Title

Improving eia and lup practice in india: challenges and approaches

Conference Dates

June 19-24, 2016

Abstract

  1. Introduction

Post 1991 liberalization, there has been a major transformation in the development of the industrial sector in India. Being a cost effective and labor-intensive economy, India has benefited substantially from business process outsourcing over the last two decades, and has built a strong manufacturing and export oriented industrial framework. Presently, in India is 9th in the world in terms of nominal factory output and industry accounts for 25.8% of the total national GDP (Index Mundi, 2014). However, in recent years with increasing industrialization, there is a growing concern about the hazards deriving from industrial sites neighbouring residential areas. Accidents such as the Bhopal tragedy (1984), Indian Oil Corporation fire (2009) and the Fukushima disaster(2011), have already demonstrated of the how proximity of populated areas to industrial sites in India as well as elsewhere, can severely exacerbate the consequences of accidents.
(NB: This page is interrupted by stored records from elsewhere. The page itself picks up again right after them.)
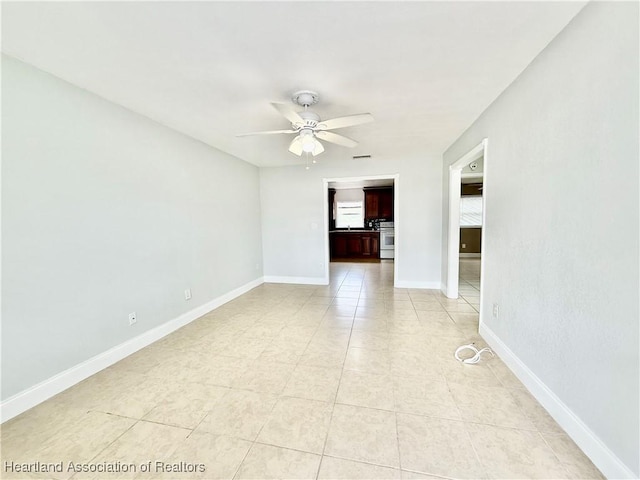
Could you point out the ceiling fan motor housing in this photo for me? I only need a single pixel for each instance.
(305, 98)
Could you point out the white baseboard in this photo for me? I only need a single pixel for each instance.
(413, 284)
(602, 457)
(296, 280)
(46, 389)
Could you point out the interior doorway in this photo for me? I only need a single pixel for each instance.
(478, 153)
(355, 234)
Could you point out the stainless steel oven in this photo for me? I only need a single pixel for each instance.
(387, 240)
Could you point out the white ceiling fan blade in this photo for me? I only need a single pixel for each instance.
(267, 132)
(289, 113)
(318, 149)
(337, 139)
(347, 121)
(295, 146)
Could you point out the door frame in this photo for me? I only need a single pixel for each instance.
(396, 216)
(453, 237)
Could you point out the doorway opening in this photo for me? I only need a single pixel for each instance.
(361, 219)
(471, 169)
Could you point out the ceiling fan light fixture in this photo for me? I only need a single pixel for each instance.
(308, 141)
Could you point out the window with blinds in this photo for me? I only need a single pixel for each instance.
(470, 211)
(349, 214)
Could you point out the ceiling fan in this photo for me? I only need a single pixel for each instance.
(309, 128)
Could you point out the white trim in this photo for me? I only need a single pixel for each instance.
(296, 280)
(46, 389)
(453, 237)
(396, 216)
(417, 284)
(602, 457)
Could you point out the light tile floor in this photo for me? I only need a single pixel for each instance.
(355, 380)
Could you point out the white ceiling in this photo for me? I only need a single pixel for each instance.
(425, 70)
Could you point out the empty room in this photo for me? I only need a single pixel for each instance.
(320, 240)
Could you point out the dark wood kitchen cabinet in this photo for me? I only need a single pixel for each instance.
(378, 203)
(332, 213)
(352, 245)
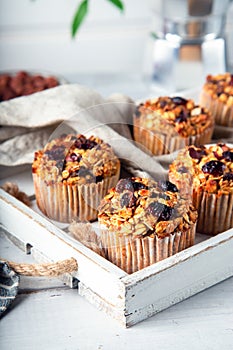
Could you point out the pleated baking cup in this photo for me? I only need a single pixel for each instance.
(222, 113)
(215, 212)
(159, 143)
(133, 254)
(64, 203)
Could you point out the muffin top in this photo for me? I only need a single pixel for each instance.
(174, 116)
(75, 159)
(211, 167)
(143, 207)
(220, 87)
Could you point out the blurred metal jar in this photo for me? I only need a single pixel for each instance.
(191, 42)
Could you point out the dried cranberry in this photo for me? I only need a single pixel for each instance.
(167, 186)
(139, 186)
(228, 155)
(228, 177)
(127, 199)
(124, 184)
(213, 167)
(196, 153)
(179, 100)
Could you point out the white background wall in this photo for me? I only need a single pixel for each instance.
(35, 34)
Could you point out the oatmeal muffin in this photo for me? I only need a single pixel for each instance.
(71, 175)
(207, 172)
(166, 124)
(217, 96)
(143, 221)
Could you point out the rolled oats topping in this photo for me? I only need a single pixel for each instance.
(75, 159)
(143, 207)
(220, 87)
(211, 167)
(174, 115)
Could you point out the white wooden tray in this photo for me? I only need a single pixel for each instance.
(128, 298)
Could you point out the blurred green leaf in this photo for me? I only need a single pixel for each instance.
(154, 35)
(79, 16)
(118, 4)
The conflict between the environmental and human safety versus industrial development is a critical one for a developing country like India. India’s constitution was one of the first to provide for the protection and improvement of environment (Gupta, 2006). Several codes exist to separate certain industrial facilities from neighboring developments (Punjab Pollution Control Board, 1999;Mistry, 2011), and government has always distinguished between ‘industrial zones’ and other land uses. Despite this, demographic pressure, lack of consolidated Land Use Planning (LUP), absence of objective risk tolerability criteria, and diversity within the states of India in terms of development levels and land use patterns (Census Data, 2001) are a few reasons that has led to gradual creation of several high-risk areas.